The kiss had alleviated her state, momentarily releasing her from the shackles of time and place. It occurred to her that the act she had committed was foreign to her, as if she was another woman, different from herself. It was true that since celebrating her bat-mitzvah she did not always abide by the rules of conduct customary among the Jews of Benghazi, it was true that from time to time she acted differently than what was expected of a Jewish girl; in this manner, for instance, she conversed freely with the Italian soldiers, or occasionally wandered around Suk Dlam until the late hours of the evening. But to give an Arab man a kiss on the cheek – that was an especially aberrant act.

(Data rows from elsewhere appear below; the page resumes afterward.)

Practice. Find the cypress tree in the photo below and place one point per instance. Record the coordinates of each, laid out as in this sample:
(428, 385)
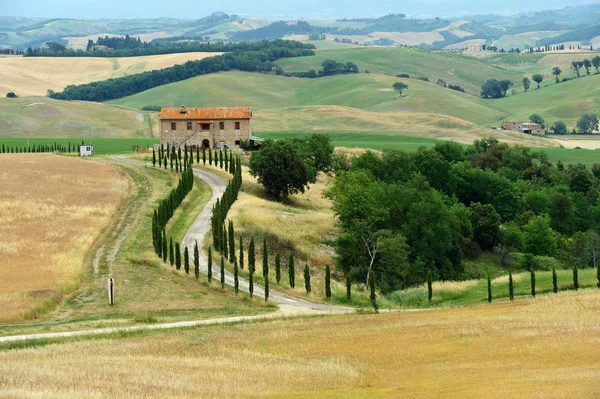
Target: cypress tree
(196, 261)
(372, 290)
(278, 268)
(241, 253)
(236, 280)
(327, 282)
(348, 288)
(209, 274)
(267, 288)
(291, 271)
(222, 272)
(164, 240)
(171, 252)
(511, 286)
(177, 256)
(307, 285)
(186, 260)
(265, 258)
(429, 286)
(231, 243)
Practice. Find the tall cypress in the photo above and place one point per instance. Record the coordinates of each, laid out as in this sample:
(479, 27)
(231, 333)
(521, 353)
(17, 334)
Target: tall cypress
(429, 286)
(348, 288)
(177, 256)
(222, 272)
(171, 252)
(186, 260)
(265, 258)
(307, 285)
(511, 286)
(278, 268)
(209, 273)
(327, 282)
(241, 253)
(291, 271)
(236, 280)
(196, 261)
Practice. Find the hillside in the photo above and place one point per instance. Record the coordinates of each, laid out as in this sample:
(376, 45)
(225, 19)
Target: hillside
(45, 117)
(33, 76)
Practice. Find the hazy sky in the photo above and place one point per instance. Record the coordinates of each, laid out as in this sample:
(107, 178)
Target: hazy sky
(268, 8)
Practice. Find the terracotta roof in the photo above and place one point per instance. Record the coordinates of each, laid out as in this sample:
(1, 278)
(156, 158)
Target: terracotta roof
(207, 113)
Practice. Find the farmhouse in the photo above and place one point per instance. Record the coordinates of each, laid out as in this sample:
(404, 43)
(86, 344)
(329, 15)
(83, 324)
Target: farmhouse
(523, 127)
(205, 127)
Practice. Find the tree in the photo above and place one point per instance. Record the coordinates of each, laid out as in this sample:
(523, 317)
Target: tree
(196, 261)
(280, 169)
(537, 78)
(291, 271)
(556, 72)
(209, 273)
(400, 87)
(327, 282)
(526, 84)
(278, 268)
(537, 118)
(186, 260)
(587, 124)
(307, 285)
(559, 127)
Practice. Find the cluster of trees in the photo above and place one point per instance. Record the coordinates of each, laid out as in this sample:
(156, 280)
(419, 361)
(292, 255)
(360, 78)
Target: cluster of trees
(54, 49)
(252, 61)
(403, 215)
(286, 167)
(494, 88)
(328, 68)
(55, 147)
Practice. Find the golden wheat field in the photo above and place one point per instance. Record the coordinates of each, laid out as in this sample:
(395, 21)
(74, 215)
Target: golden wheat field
(33, 76)
(52, 208)
(537, 348)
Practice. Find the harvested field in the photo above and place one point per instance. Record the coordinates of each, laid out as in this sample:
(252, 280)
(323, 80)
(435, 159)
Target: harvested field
(52, 209)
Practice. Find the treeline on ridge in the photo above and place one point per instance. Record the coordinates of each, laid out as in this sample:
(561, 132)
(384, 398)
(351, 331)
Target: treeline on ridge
(258, 60)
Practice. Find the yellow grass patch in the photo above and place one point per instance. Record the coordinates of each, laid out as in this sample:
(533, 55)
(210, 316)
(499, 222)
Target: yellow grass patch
(545, 347)
(33, 76)
(51, 210)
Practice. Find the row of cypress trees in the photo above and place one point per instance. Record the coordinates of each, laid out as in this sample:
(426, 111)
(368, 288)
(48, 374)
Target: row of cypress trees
(55, 147)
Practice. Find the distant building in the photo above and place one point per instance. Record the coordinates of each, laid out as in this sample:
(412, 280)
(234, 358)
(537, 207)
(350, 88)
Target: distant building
(86, 150)
(205, 127)
(523, 127)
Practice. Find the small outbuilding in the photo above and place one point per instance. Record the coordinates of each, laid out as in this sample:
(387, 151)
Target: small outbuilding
(86, 150)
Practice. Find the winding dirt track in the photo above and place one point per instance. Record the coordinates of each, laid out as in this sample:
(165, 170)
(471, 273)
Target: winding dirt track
(288, 306)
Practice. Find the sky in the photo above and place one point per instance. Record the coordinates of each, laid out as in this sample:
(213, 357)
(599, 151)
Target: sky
(273, 9)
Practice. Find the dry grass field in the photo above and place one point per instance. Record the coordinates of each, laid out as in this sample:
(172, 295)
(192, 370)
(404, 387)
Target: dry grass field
(52, 209)
(540, 348)
(33, 76)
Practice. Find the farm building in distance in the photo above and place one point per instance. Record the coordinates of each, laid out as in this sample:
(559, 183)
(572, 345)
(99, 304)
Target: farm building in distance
(205, 127)
(523, 127)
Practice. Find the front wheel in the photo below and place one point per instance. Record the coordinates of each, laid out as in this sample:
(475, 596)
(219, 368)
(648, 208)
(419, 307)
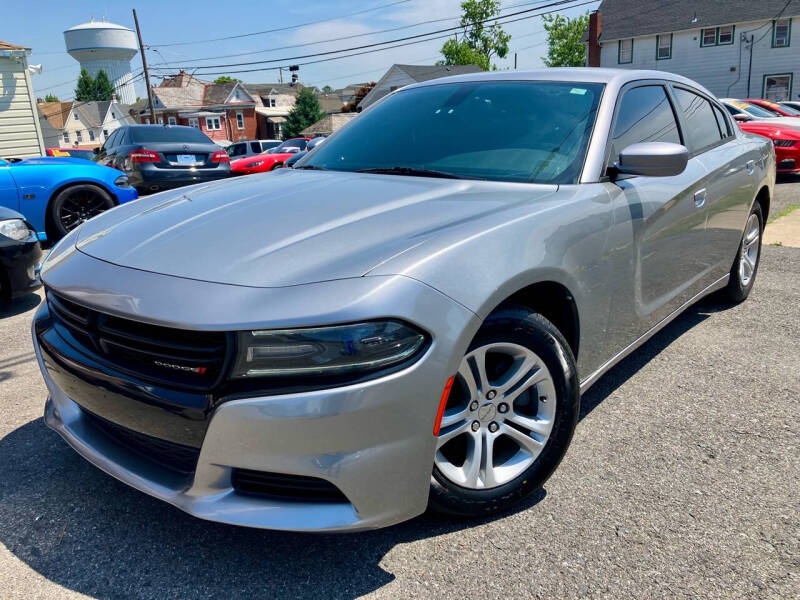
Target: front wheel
(76, 205)
(510, 416)
(745, 266)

In her imagination she now sailed inside the body of that other woman, and it was she who opened the door to the house, but even that other woman could not dispel the world behind her. The moment she turned on the light, and before she managed to close the door, she heard a loud call from behind: "Halt!"9 She turned around. Three soldiers – two dressed exactly like the soldier she had seen on the Lungomare and the third in the more familiar Italian fatigues – stood in a single line behind the green iron gate. She instantly felt as though they had brought her back to herself only to spit her out into the world once more. Their terrifying looks stirred in Silvana the feeling that she and the world were not meant for each other, that the world was about to present her with a bill of divorce. For several seconds she stood motionless, and then began walking toward them. She immediately wished to cling to the sudden opportunity that had emerged beside them like a fourth soldier: that they would take her to her parents' and sister's whereabouts. "Where are they? I know that you know where they are," she called out to them in English. They did not answer, and only lifted her quickly, pushing and shouting, onto a truck covered with a green tarpaulin.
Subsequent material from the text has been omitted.